Alden Whitman, a descendent of Walt Whitman and another former Red, was for many years the lead obituary writer for the New York Times. In that position, he pioneered the long-form obit, with quotations from the deceased’s acquaintances and experts in the field, as well as biographical details. He would tell funny stories about calling future subjects for interviews years in advance of their demise, building his files for future obituaries. “I was like the Grim Reaper,” he told me. Any number of people would ask him if he knew of health issues they themselves were unfamiliar with.

In a small way, I could identify with Alden. From an early age, I lost childhood pals. My three closest friends from ages nine to twelve each drowned. A junior high buddy was shot to death by a stray bullet. My best friend in my twenties died of pancreatic cancer. The same disease took one of my closest comrades during my thirties.

I count at least a dozen pals in the years before I turned forty who died from drugs, car wrecks, war, and disease. And of course, as I’ve grown older, the list has gotten longer. A decade ago, I’d lose at least one good friend a year; now it is two or three, a pace that is bound to accelerate. By now, I have fewer good friends remaining than those who are gone.

I’ve spoken at memorials of perhaps fifteen friends and, thinking back over them, I usually told humorous stories about these folks I loved. What I loved most about them, besides their feistiness and readiness to “spit in the eye” of those who would harm us, was that they were so much fun.

If you’re going to lead the life of a revolutionary during these decades of our late-stage capitalist shit show, you have to expect to have your heart broken. Then broken again. And again. What can you do but laugh? John Trudell, a fine poet and leader of the American Indian Movement, undoubtedly led a life far more difficult than my own. On his deathbed, his final words before closing his eyes for the last time were, “Oops.
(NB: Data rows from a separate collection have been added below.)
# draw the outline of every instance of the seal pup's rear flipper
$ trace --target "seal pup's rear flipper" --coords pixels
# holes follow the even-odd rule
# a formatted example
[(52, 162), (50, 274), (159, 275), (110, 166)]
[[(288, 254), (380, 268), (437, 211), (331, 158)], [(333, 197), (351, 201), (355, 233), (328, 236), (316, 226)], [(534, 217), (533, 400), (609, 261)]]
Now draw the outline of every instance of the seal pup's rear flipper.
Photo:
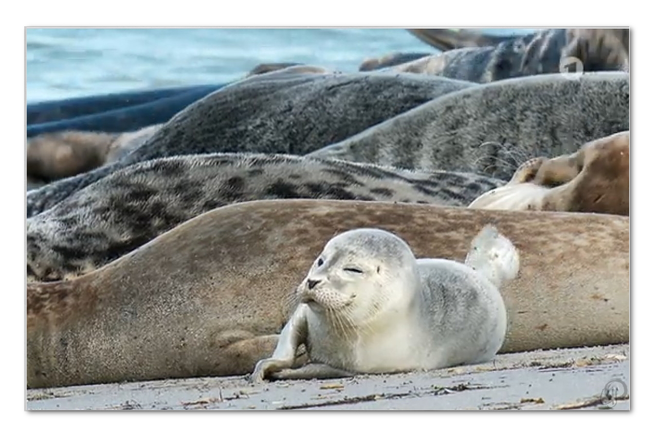
[(499, 288), (519, 274), (519, 252), (509, 239), (489, 224), (473, 239), (464, 264)]

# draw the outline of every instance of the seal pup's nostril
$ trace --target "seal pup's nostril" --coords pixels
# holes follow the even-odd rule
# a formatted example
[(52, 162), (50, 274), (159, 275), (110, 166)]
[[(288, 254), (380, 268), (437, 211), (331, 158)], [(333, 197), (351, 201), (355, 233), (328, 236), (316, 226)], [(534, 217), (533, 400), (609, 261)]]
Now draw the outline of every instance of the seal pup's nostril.
[(313, 287), (315, 287), (318, 283), (320, 283), (320, 280), (312, 280), (309, 278), (306, 283), (309, 285), (309, 290), (311, 290)]

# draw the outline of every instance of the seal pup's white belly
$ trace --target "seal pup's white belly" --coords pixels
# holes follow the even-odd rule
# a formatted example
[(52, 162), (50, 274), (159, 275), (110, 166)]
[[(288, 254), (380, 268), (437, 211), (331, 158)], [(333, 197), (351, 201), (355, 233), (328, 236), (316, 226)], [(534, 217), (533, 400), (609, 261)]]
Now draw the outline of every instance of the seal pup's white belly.
[(419, 320), (429, 335), (421, 362), (438, 368), (492, 359), (505, 340), (507, 324), (497, 288), (461, 263), (442, 259), (418, 263), (423, 284)]

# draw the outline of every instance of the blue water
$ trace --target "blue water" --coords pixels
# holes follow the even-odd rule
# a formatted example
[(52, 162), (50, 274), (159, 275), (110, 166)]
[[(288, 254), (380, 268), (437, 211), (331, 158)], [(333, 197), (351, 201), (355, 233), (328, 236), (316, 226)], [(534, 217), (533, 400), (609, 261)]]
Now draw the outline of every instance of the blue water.
[(28, 29), (26, 39), (28, 103), (230, 82), (261, 62), (347, 72), (393, 51), (438, 51), (404, 29), (47, 28)]

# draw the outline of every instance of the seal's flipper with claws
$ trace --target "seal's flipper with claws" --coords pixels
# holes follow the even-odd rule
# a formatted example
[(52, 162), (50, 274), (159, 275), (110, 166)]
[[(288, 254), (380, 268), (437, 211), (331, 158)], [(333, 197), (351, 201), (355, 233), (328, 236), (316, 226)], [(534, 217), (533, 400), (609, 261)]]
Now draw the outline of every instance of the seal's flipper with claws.
[(509, 239), (489, 224), (470, 244), (464, 264), (488, 279), (497, 288), (519, 274), (519, 251)]

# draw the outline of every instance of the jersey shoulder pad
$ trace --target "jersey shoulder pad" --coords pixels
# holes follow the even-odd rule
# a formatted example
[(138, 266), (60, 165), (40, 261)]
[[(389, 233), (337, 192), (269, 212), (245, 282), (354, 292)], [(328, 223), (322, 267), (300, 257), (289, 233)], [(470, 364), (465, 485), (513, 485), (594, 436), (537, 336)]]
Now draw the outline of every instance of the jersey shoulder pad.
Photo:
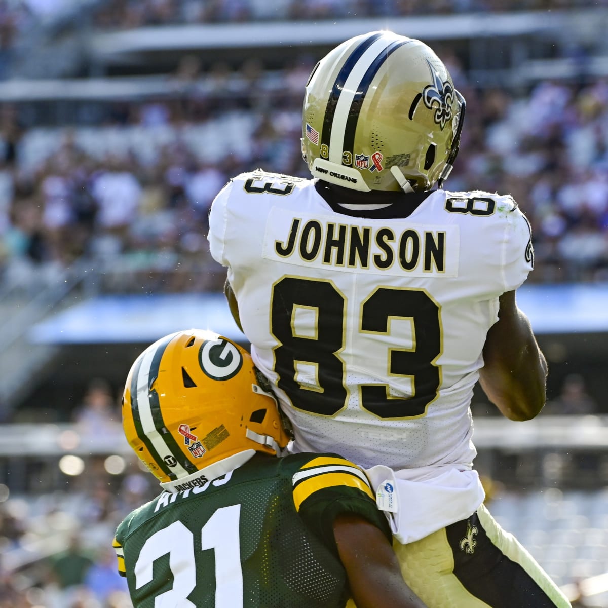
[(306, 182), (309, 181), (304, 178), (296, 178), (293, 175), (286, 175), (285, 173), (275, 173), (271, 171), (264, 171), (263, 169), (255, 169), (254, 171), (248, 171), (244, 173), (240, 173), (233, 179), (246, 180), (251, 178), (257, 178), (259, 179), (288, 179), (291, 182)]
[[(240, 173), (230, 180), (230, 183), (241, 187), (247, 194), (289, 195), (296, 188), (312, 184), (312, 179), (296, 178), (283, 173), (272, 173), (261, 169)], [(242, 184), (242, 186), (241, 186)]]
[(306, 499), (330, 488), (354, 489), (375, 499), (363, 471), (337, 454), (301, 454), (286, 458), (288, 461), (285, 466), (288, 467), (291, 474), (294, 503), (297, 511)]

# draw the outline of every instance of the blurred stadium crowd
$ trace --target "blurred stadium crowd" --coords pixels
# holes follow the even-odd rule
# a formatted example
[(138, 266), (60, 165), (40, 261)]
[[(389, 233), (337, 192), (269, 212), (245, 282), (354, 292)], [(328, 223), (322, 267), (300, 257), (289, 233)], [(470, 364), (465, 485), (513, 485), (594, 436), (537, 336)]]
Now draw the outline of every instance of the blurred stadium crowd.
[[(217, 64), (205, 75), (183, 63), (188, 80), (176, 77), (173, 98), (114, 105), (98, 125), (22, 128), (18, 109), (3, 109), (5, 285), (52, 277), (81, 258), (110, 274), (123, 269), (111, 289), (221, 288), (206, 272), (209, 204), (241, 171), (306, 175), (300, 106), (311, 66), (305, 58), (275, 73), (282, 83), (268, 91), (266, 81), (264, 91), (255, 61), (240, 73)], [(533, 226), (531, 281), (606, 280), (608, 82), (544, 82), (518, 98), (470, 86), (454, 58), (450, 67), (468, 109), (446, 187), (513, 195)], [(136, 286), (134, 272), (144, 277)]]
[[(606, 6), (608, 0), (439, 0), (433, 9)], [(423, 0), (0, 0), (0, 79), (44, 24), (112, 30), (427, 11)], [(468, 105), (446, 187), (513, 195), (534, 232), (531, 282), (608, 280), (608, 80), (479, 88), (449, 48), (442, 45), (441, 54)], [(0, 291), (35, 292), (80, 263), (98, 271), (106, 291), (221, 290), (224, 275), (205, 238), (209, 206), (241, 171), (308, 176), (301, 108), (314, 63), (303, 55), (269, 71), (251, 58), (235, 69), (186, 56), (167, 95), (105, 103), (88, 114), (83, 106), (59, 126), (35, 123), (18, 105), (0, 105)], [(73, 421), (102, 432), (104, 421), (119, 420), (116, 395), (103, 383), (89, 388)], [(571, 377), (548, 409), (588, 414), (596, 404)], [(86, 475), (49, 466), (55, 473), (25, 472), (44, 486), (38, 498), (16, 498), (12, 488), (9, 497), (0, 484), (0, 608), (128, 608), (108, 539), (127, 513), (157, 494), (153, 480), (133, 463), (109, 471), (95, 457)]]

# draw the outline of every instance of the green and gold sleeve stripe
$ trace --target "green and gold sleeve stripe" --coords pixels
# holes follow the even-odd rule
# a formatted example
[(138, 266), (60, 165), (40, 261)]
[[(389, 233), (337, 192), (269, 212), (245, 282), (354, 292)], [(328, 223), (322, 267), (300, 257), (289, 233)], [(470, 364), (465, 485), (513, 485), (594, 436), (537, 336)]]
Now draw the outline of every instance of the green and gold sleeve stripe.
[(354, 488), (375, 500), (365, 474), (344, 458), (320, 457), (307, 463), (292, 477), (294, 503), (297, 511), (316, 492), (327, 488)]
[(122, 545), (116, 540), (116, 537), (112, 541), (112, 546), (116, 551), (116, 558), (118, 560), (118, 573), (121, 576), (126, 576), (126, 568), (125, 567), (125, 553)]

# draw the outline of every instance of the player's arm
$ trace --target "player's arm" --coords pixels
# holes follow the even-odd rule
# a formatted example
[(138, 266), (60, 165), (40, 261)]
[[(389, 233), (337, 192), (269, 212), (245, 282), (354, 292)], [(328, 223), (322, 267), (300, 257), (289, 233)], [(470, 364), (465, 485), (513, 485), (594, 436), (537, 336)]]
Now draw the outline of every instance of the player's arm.
[(480, 383), (503, 416), (529, 420), (545, 404), (547, 362), (514, 291), (500, 296), (498, 316), (486, 338)]
[[(224, 283), (224, 295), (228, 301), (228, 306), (230, 308), (230, 314), (237, 323), (238, 328), (243, 331), (243, 327), (241, 326), (241, 317), (238, 314), (238, 303), (237, 302), (237, 297), (232, 291), (232, 286), (230, 284), (230, 281), (226, 278), (226, 282)], [(243, 333), (244, 332), (243, 331)]]
[(424, 608), (407, 586), (384, 533), (366, 519), (343, 514), (334, 520), (334, 536), (357, 608)]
Looks like my ride is here.”

In Alain Resnais film La Guerre Est Finie, the exiled Spanish Communist hero says that the two essential qualities for a radical are “patience and a sense of irony.” I was never much good with patience; I think I more or less resembled an amusement-park bumper car just trucking along getting banged around and banging back. But irony, I’ve had in abundance.

The kind of life I was leading in my twenties, I really had no expectation of living past thirty. It wasn’t a premonition, just an assumption. And then I turned thirty-one and just kept going. And I ain’t dead yet.